Chapters 8, 9, 10 and Context-Sensitive Grammars
General: Study suggested exercises for each chapter – most (but not all) are *’d and have solutions online. Read the breakout boxes and understand the concepts that they convey, with the most important being on pages 318, 322, 323, 390, 397, 435, 436).
Chapter 8: Know lectures and examples from Chapter 8, particularly TM programming lectures, slides (the handwritten ones) from week 9; I will ask you about one or more of these TM programs or something very similar., to include defining a TM. Study the examples from Chapter 8, most of which are “constructive”. From 8.5, know 8.5.1 and 8.5.2 — I won’t ask questions or make assumptions about the other sections of 8.5 (this includes not being asked about suggested exercise 8.5.1).
Chapter 9: Know the definitions of recursively enumerable and recursive languages, as well as their relationships to (un)decidability, and to the unrestricted and context sensitive languages (October 27 lecture — not in book), context free languages, and regular languages. I will probably ask you to give a context sensitive grammar. Know how a property of context sensitive grammars relate to decidability and recursive languages. Understand the diagonalization and universal languages, and the concept and procedure for TM encoding into binary. Know the undecidable problems of section 9.3 and 9.5, and throughout 9.2 and 9.3, know the proof sketches of theorems (often given in terms of constructing one TM from another). I may ask you about the definition of Post’s Correspondence Problem (section 9.4.1 and the suggested exercise for that subsection), but not other sections of 9.4).

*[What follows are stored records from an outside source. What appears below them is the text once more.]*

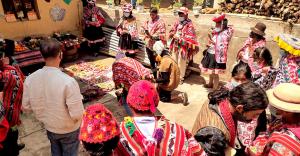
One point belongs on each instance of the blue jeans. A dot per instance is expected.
(133, 3)
(64, 144)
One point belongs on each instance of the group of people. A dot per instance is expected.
(233, 121)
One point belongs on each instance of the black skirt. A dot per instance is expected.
(209, 64)
(126, 43)
(93, 33)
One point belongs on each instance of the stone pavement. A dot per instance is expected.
(34, 135)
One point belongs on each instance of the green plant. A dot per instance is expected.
(177, 4)
(140, 2)
(198, 2)
(109, 1)
(155, 3)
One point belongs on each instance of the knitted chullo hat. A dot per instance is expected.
(98, 125)
(143, 96)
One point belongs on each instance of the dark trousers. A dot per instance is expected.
(10, 144)
(64, 144)
(165, 96)
(151, 57)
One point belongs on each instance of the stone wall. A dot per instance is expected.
(45, 25)
(203, 23)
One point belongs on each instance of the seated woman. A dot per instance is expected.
(168, 76)
(127, 71)
(283, 137)
(216, 126)
(128, 31)
(99, 131)
(241, 73)
(266, 74)
(147, 134)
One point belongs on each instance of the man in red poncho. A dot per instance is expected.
(183, 41)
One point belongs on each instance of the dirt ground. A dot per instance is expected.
(34, 135)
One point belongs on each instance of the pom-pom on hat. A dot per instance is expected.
(143, 96)
(219, 18)
(127, 7)
(183, 10)
(98, 125)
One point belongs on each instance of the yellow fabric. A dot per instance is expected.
(283, 45)
(169, 65)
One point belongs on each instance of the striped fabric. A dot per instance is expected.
(279, 143)
(12, 93)
(176, 141)
(28, 57)
(126, 71)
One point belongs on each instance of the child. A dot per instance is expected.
(266, 74)
(99, 132)
(241, 73)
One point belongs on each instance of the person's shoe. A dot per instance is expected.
(164, 99)
(96, 54)
(185, 99)
(21, 146)
(119, 92)
(208, 86)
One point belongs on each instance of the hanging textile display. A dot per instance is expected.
(57, 13)
(67, 1)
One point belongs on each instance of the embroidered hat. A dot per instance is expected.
(98, 125)
(127, 7)
(2, 112)
(184, 10)
(289, 43)
(285, 97)
(219, 18)
(143, 96)
(91, 1)
(259, 29)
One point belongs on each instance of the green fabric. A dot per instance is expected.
(67, 1)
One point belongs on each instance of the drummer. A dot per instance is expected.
(289, 62)
(127, 71)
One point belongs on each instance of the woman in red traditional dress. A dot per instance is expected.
(127, 71)
(283, 137)
(99, 131)
(255, 40)
(147, 134)
(215, 56)
(216, 124)
(92, 28)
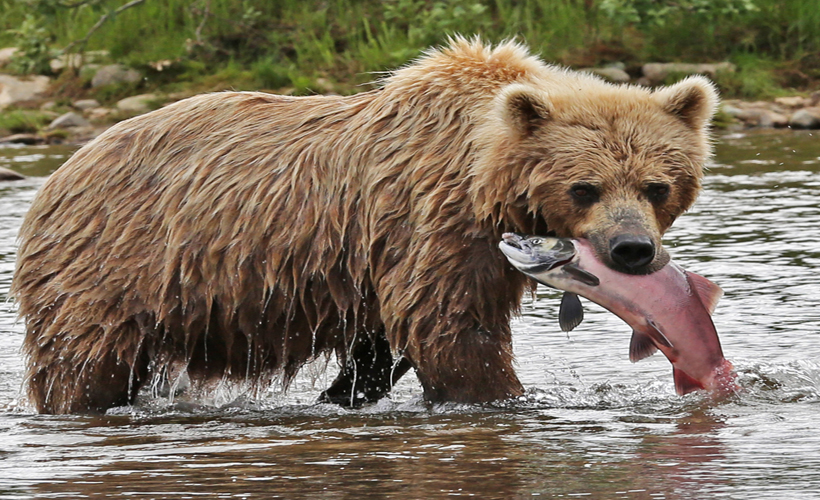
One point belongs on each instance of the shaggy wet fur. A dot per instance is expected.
(242, 234)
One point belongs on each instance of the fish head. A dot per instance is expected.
(536, 254)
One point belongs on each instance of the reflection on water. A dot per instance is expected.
(592, 425)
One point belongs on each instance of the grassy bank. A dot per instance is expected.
(341, 45)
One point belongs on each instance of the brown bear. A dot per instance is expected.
(241, 234)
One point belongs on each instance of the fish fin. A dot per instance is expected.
(684, 384)
(658, 336)
(581, 275)
(708, 292)
(641, 346)
(571, 312)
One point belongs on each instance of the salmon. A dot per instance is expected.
(669, 310)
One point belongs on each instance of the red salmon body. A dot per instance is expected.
(668, 310)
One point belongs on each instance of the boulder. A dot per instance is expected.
(756, 114)
(86, 104)
(29, 139)
(69, 120)
(95, 114)
(806, 118)
(18, 89)
(10, 175)
(792, 101)
(66, 60)
(115, 73)
(656, 73)
(137, 104)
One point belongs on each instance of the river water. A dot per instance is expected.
(592, 425)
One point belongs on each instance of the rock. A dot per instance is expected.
(14, 89)
(86, 104)
(806, 118)
(10, 175)
(791, 102)
(28, 139)
(136, 104)
(6, 54)
(115, 73)
(98, 113)
(610, 73)
(69, 120)
(656, 73)
(770, 118)
(66, 60)
(756, 114)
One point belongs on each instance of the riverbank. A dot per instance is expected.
(76, 105)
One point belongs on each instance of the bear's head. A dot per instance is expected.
(577, 157)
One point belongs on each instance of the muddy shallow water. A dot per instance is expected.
(592, 425)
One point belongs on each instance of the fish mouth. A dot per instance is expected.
(526, 256)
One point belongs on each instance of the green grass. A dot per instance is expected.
(293, 44)
(22, 121)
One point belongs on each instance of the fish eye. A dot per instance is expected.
(657, 192)
(584, 193)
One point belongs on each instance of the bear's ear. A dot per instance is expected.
(694, 100)
(524, 108)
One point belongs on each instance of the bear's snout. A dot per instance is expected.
(634, 252)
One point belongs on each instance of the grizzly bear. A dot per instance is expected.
(239, 235)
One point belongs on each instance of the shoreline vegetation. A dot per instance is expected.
(70, 68)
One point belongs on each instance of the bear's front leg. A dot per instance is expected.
(447, 304)
(468, 366)
(368, 374)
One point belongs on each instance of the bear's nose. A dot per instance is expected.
(632, 251)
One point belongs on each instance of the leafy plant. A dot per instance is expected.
(33, 54)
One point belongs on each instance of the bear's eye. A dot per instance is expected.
(657, 192)
(584, 194)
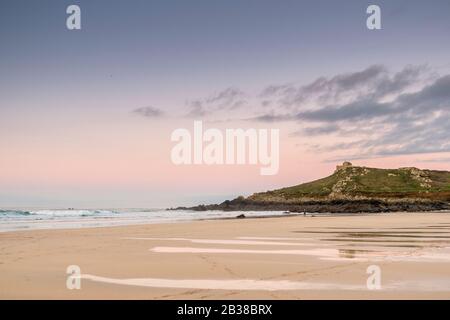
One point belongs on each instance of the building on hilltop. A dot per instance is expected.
(344, 165)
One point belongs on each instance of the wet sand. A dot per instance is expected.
(295, 257)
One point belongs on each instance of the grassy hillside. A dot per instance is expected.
(349, 182)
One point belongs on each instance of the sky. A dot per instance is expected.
(86, 115)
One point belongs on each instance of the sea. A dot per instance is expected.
(32, 219)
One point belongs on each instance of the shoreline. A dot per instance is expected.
(296, 258)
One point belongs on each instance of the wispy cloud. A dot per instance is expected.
(148, 112)
(229, 99)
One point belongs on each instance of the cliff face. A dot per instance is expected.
(352, 182)
(354, 189)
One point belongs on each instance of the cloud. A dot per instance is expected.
(229, 99)
(383, 114)
(148, 112)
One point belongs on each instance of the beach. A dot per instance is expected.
(289, 257)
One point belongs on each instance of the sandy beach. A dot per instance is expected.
(322, 257)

Chapter 10: Know definitions and relationships between P, NP, and NP-complete from 10.1. What is the relationship to the (un)decidable problems? Know polynomial-time reduction too. Does a polynomial reduction have to be by a deterministic TM, or is it assumed to be from an NTM? Know the SAT problem (10.2), and watch the good tutorial on Cook’s theorem that is posted under week 12 on Brightspace. Grasp the big picture, and I may ask about one of the component encodings in the constructive proof of Cook’s Theorem. Know what the other NP-complete problems are from 10.3 and 10.4, not just the labels, but their definitions too, but you don’t need more than surface understanding of the proofs.